Re downloading 8.1 I absolutely will take your advice and find a place where I can get some much faster download speeds to make that change. 

With Warm Appreciation, 
tecfobian


----------



## Macboatmaster (Jan 15, 2010)

Pleased it worked as I said ensure it does not get installed again
using the procedure I outlined


When you are ready to try with 8.1 please come back and we will be pleased to assist


----------



## tecfobian (Sep 19, 2014)

"ensure it does not get installed again using the procedure I outlined"
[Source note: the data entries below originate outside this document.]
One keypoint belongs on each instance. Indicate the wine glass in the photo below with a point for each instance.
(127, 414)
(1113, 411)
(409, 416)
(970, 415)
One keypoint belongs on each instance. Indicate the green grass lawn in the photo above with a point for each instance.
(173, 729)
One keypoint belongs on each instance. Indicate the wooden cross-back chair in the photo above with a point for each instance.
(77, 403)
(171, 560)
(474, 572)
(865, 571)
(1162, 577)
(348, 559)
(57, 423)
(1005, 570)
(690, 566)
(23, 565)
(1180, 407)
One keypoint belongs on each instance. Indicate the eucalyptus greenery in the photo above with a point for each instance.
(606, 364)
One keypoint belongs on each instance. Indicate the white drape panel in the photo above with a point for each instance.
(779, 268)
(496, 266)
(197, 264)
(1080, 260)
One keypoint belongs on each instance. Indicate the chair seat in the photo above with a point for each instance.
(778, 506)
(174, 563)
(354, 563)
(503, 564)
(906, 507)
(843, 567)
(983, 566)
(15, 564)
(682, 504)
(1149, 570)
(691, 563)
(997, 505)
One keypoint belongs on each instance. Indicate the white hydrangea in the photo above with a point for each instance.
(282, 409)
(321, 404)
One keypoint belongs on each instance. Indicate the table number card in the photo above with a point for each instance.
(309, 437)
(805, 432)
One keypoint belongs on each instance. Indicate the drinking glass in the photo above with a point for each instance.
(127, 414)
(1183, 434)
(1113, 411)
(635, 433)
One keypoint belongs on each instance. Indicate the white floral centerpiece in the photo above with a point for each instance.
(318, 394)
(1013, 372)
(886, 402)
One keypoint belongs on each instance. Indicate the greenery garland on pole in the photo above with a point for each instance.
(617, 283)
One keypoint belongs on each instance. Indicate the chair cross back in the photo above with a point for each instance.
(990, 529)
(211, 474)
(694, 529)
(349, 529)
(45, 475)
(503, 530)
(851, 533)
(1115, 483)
I take it you refer establishing a restore point and I will do this forthwith, Thank you sir.


----------



## Macboatmaster (Jan 15, 2010)

NO that was just a way of going back if problems were encountered after the uninstall of the update

Please see my original post 8 - you will then on reboot be offered it again or if automatic download and install it will be back next time it updates

Please follow the procedure outlined there
and the reference here to the link explaining it
http://answers.microsoft.com/en-us/...oblem-in/3c0fa85a-b84c-45a7-bc9d-62b30ef0224b

Thought I would try and make it a little easier for you to follow
Go Control Panel Windows updates on left pane click change settings
now see my screenshot
On the window that opens on the drop arrow - look what the setting is NOW
If it is automatic install then that update is coming back next time
therefore select download and I will choose whether to install them

then when the next batch come in follow the procedure outlined to select that update and then right click it and click Hide update
http://www.sevenforums.com/tutorials/24376-windows-update-hide-restore-hidden-updates.html


----------



## tecfobian (Sep 19, 2014)

Aha! Gottit and will do. I particularly appreciate the extra effort to spell it out simply Mcbtmstr. Mucho appreciato!


----------



## Macboatmaster (Jan 15, 2010)

you are welcome


----------